Pokémon Go similar to game students created at hackathon in 2014 - srcreigh
http://www.cbc.ca/news/canada/kitchener-waterloo/pok%C3%A9mon-go-similar-to-game-students-created-at-uw-competition-in-2014-1.3676833
======
srcreigh
Here's a summary of what they built (in 36 hours) based on the demo video:

    
    
        1. Pokemon-style map generation based on the 
           actual physical map
        2. Pebble app listing nearby pokemon + pokemon
           in roster
        3. Battle UI + mechanics
        4. Wit.AI (or similar API)-based voice commands
            a. Tell your pokemon what move to use
            b. Challenge another player
            c. Open pokedex
            d. Close pokedex
        5. Myo armband throw Pokeball motion
        6. Multiplayer: two players discover each
           other via GPS and can battle (implemented
           via Socket.IO)
        7. Pokedex recording pokemon you catch
        8. Leap Motion to pet your pokemon
    

Hackathons often have API prizes, which is why you see a lot of features that
use APIs / hardware (Wit.AI, Myo, Leap Motion). What I really love is that the
integrations were very natural: throwing Pokeballs, voice commands.

------
throwaway2016a
Kudos to the team that made that. I'm curious if they thought to approach
Nintendo and if Nintendo would have been interested (I don't think they were
into mobile yet).

FYI Pokemon Go is based on (and by the same people I think) as Ingress [1]
which has been around since 2013.

Although, Pokemon the challenge of the app has been scaling it due to it's
instant popularity. The "find Pokemon on an actual map" part is in my opinion
not the biggest challenge.

As others have pointed out, Google also had something similar.

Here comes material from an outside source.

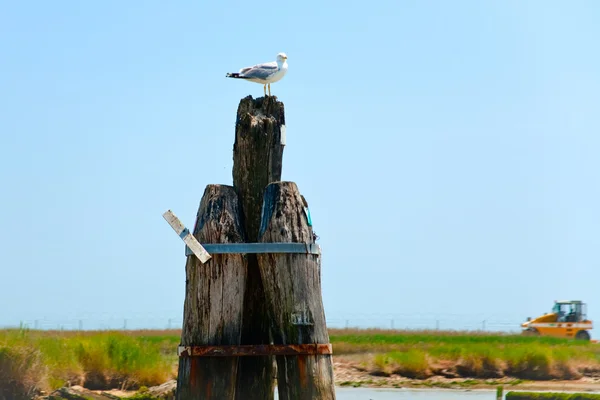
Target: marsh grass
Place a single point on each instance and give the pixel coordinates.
(97, 360)
(474, 355)
(45, 360)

1\. [https://www.ingress.com/](https://www.ingress.com/)

------
rajington
It's also similar to the April Fool's joke Google did earlier that year...
[https://www.youtube.com/watch?v=4YMD6xELI_k](https://www.youtube.com/watch?v=4YMD6xELI_k)

------
legojoey17
No kidding! According to the article it says they made a DS ROM too, which
seems like a super fun hack!

------
moaazsidat
We need someone to build a similar thing for Yu-Gi-Oh! That'd be wicked!

------
asdera123
lol twice the features too. the world's still waiting for digimon go. HTN
2016?

------
lucyyu
So ahead of their time